Many companies we meet are experiencing pressure from the board of directors to strengthen risk oversight and, in response, they have made progress by implementing processes that serve a worthwhile purpose. However, several organisations are still struggling to integrate their risk management processes with strategic planning and performance management, and are facing barriers that are impeding progress in maturing their ERM system. Ask yourself if your status quo is sufficient to meet the challenges expected over the next few years.

- Matt Taylor, Managing Director, Protiviti
Figure 1: The Protiviti ERM readiness quadrant

 
INITIAL ADOPTERS
“Initial adopters” are those companies that have not yet completely defined nor fully implemented an ERM programme throughout the organisation.
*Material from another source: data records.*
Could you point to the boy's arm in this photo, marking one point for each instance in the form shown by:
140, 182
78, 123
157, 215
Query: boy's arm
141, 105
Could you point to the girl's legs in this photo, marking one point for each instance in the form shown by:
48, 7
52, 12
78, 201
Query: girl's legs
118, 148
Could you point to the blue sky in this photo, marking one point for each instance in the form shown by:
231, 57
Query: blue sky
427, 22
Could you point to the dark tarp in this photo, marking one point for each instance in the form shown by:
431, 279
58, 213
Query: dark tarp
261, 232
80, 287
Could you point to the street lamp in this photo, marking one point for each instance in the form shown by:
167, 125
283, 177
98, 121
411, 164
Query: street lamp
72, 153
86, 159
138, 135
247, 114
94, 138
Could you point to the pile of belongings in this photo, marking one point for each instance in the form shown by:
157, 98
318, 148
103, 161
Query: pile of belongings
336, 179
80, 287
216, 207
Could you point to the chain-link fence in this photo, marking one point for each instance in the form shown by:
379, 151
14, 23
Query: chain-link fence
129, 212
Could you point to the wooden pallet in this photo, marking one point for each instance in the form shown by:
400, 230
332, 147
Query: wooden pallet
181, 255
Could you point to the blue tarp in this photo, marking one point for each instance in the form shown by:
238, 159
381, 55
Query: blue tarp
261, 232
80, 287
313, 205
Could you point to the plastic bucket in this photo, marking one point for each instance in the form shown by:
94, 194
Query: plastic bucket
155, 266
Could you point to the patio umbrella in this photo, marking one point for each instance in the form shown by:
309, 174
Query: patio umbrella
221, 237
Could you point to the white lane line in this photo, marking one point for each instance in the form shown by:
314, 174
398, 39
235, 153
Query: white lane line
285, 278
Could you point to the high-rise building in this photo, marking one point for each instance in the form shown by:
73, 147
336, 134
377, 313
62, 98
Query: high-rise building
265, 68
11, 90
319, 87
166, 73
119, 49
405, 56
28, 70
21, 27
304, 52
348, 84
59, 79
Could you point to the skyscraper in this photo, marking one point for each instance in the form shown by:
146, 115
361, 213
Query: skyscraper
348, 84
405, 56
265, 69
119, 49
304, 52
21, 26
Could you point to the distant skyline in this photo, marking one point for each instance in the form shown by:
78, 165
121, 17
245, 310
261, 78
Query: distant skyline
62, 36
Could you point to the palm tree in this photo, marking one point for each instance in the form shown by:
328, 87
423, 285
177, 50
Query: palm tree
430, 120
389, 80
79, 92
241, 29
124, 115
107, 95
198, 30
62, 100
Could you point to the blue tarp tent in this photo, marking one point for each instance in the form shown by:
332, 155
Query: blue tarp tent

Such companies also do not have clearly defined ERM goals or objectives nor roles and responsibilities of the various parties involved in the process. Their risk culture needs to be addressed and reinforced.
 
 
ACTIONABLE 
Companies are considered “Actionable” when the focus of their ERM programme is on strategy execution, process management and day-to-day business activities. In this quadrant, ERM mostly aims at protecting business performance in the short to medium term — including the company’s value and reputation. Although actionable companies have set strategic goals and understand the risks that may impact and/or alter how these goals are approached, ERM does not yet influence strategy-setting. 
 
 
 
INFLUENCER
 “Influencers” are firms with ERM programmes well integrated with strategic and business planning processes. As influencers, risks and opportunities are analysed and taken into deep consideration when strategic goals and objectives are defined; this integrated process is often driven by those functions that are responsible for strategic planning and business development. Although very mature in the integration with strategy setting, ERM is less evolved with regards to methodologies, tools, techniques, and ownerships, for managing and monitoring recurring risks that may impact day-to-day business performances.
 
 
 
LEADER
At “Leader” firms, ERM programmes are balanced and strongly support both strategy and performance thanks to a diffuse risk culture. During strategy and objectives setting (i.e. evaluation of strategic options, strategic planning, budgeting and forecasting activities), ERM analyses how risks and opportunities may influence value creation, providing management and the board with “risk-return” considerations to align strategies with the company’s risk appetite. During strategy and business execution, ERM proactively contributes to addressing these risks and opportunities on a recurring basis and throughout the entire organisation. This approach enables leading ERM organisations to significantly influence business performance and sustainability not only in the short and medium term, but also in the long term.